UN VERANO EN LA MAGDALENA

He olvidado contar que entre mis dos cursos en Grecia (el que pasé como profesor del Instituto Cervantes y el de Becario en el Instituto de Estudios Bizantinos), hubo una estancia en Santander, con una ayuda que ofrecía el Cervantes a sus profesores asociados para realizar un curso de verano dedicado a la Didáctica del Español como Lengua Extranjera en el conocido Palacio de la Magdalena.

Gracias a ese viaje me libré del terrible sismo que vivió Atenas aquel verano y que, seguramente, me hubiera provocado no poco terror postraumático, como le sucedió a más de un amigo mío: algunos de los cuales incluso pasaron una buena temporada durmiendo en el patio o en una casa de campo, por miedo a las réplicas. En mi viejo apartamento de la calle Erecteo el terremoto abrió una raja en la pared, como poco inquietante. Pero por lo que se ve, al no haber estado yo en el momento en que el suelo de Atenas se levantó como si por debajo pasase una ola, a mí los relatos de mis acongojados amigos me hacían muchísima gracia, así que seguí durmiendo a pierna suelta sin darle ninguna importancia a la grieta que cruzaba de arriba abajo el salón.

Pero, volviendo al tema que nos ocupa, en aquel curso de Santander aprendí muchas cosas que tuvieron una enorme influencia en mis ideas respecto al aprendizaje de idiomas.

Fue, sobre todo, en una conferencia en la que la ponente hizo un repaso histórico de las diversas metodologías aplicadas a la enseñanza de segundas lenguas. En ella describió con bastante precisión todo el sistema con el que durante mis años de Bachillerato y Universidad se me había enseñado latín y griego, llamándolo método de gramática y traducción, y poniéndolo como ejemplo de cómo no se debe enseñar una lengua. De los apuntes que tomé en aquel curso pude hacerme una primera idea de las diferentes metodologías con las que se enseñaban lenguas extranjeras y así llegué a comprender por primera vez cómo la Filología Clásica se había quedado totalmente al margen de todos los avances que en didáctica de segundas lenguas se habían producido en el último siglo, al menos en lo que a los docentes que yo había conocido se refiere.

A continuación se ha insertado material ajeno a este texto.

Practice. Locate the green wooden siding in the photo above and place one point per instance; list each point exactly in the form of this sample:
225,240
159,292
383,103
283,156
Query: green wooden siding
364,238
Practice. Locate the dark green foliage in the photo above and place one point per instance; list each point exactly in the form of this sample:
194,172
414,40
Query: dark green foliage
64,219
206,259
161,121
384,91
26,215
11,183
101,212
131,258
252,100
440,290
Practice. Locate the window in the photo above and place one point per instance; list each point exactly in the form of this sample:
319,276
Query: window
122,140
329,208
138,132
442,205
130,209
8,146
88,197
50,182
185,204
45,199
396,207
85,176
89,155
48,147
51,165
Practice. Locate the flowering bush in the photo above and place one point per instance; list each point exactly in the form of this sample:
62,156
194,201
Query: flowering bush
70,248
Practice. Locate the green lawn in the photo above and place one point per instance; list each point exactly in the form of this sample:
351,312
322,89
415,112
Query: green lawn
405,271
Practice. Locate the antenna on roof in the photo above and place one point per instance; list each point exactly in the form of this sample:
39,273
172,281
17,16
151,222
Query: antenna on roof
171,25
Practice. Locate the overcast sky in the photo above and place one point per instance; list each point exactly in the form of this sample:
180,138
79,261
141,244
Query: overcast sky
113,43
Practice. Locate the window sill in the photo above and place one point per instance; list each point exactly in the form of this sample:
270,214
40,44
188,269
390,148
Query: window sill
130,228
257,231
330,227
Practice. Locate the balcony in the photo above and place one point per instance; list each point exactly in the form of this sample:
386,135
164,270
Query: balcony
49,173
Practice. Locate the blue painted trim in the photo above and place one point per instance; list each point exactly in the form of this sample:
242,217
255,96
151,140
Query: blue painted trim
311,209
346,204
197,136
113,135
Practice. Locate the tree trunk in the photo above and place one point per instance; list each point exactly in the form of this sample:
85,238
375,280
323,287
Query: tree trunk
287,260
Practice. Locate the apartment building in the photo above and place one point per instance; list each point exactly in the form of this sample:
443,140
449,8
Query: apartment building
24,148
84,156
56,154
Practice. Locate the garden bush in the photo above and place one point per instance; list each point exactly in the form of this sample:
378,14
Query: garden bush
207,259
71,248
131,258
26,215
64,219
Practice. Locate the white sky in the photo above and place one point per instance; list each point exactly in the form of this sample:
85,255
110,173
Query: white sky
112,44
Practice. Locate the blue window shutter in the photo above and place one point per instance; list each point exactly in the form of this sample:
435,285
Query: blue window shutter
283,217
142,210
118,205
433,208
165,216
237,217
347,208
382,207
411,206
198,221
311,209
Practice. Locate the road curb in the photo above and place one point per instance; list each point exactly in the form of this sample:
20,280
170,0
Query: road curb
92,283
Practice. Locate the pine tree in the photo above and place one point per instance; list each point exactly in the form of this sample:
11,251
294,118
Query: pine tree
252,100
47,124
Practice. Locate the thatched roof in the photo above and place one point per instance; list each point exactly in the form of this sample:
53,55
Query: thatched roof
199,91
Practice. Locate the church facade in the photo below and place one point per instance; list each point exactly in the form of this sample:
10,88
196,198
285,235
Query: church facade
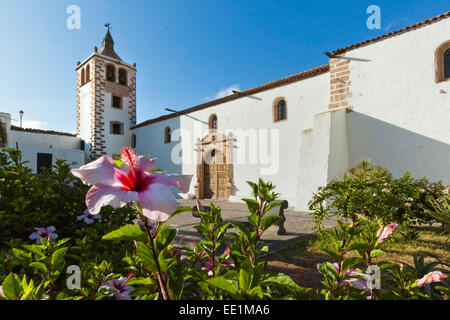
386,99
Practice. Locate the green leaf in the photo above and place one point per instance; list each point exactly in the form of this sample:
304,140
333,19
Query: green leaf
21,256
377,252
58,257
334,253
146,255
12,287
245,277
350,262
128,232
177,212
39,266
165,237
244,230
281,279
269,221
328,270
253,205
223,284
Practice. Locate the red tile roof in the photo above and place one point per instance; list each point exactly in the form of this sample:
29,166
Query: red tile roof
271,85
299,76
43,131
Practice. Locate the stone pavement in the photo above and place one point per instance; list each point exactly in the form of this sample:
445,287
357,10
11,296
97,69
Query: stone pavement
298,224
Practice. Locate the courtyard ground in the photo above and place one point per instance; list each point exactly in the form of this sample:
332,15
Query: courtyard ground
298,224
298,252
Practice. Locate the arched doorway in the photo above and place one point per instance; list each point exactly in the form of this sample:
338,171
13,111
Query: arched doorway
214,167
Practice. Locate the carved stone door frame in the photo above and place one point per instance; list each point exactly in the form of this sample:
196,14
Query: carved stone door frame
204,148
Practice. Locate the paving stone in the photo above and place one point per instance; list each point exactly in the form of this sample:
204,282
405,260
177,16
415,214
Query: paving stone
298,224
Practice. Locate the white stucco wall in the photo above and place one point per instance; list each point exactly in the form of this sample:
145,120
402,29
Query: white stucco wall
323,154
254,113
61,147
402,115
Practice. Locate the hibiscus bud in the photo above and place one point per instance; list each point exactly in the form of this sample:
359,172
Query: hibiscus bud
434,276
387,231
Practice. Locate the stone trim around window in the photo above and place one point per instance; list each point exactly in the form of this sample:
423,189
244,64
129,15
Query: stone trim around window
440,63
111,125
275,109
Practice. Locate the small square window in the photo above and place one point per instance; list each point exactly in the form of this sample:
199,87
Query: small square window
117,102
44,160
117,128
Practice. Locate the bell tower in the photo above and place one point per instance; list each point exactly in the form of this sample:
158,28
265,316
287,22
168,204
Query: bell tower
106,101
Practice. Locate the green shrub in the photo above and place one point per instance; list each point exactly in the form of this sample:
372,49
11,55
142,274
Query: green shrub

También fue entonces cuando, por primera vez, me planteé la posibilidad de qué habría sucedido si a nosotros, en vez de enseñarnos latín y griego como lo habían hecho, nos lo hubieran enseñado con el método comunicativo, tal y como yo había aprendido griego moderno o como yo mismo enseñaba español a mis alumnos helenos.

Por primera vez en mi vida empecé a comprender que si yo no había adquirido una competencia mínimamente aceptable en estos idiomas a pesar de todos mis esfuerzos, no se debía a una incapacidad innata o a que el latín y el griego clásico fueran lenguas dificilísimas sólo aptas para mentes superiores como la del Profesor Rodríguez Adrados, sino a que el método con el que se nos habían enseñado era dificilísimo. Y que si, en vez de haber pasado ocho años de mi vida dando vueltas a aquel juego de espías que era la gramática y traducción, mis profesores se hubiesen dedicado a hablarme en griego y latín sencillo desde el primer día y a hacerme hablar en esas mismas lenguas como yo hacía con mis alumnos en clase de español, probablemente a estas alturas no sólo sería capaz de expresarme sin ninguna dificultad ni titubeo en las lenguas de los antiguos griegos y romanos, sino que podría leer con comodidad todo tipo de obras, con las dificultades normales de cualquier persona que lee literatura en una lengua que no es la materna, desde luego, pero sin tener que enfrentarme a los clásicos no como a lo que son (un texto vivo que nos habla desde el pasado), sino como a un crucigrama.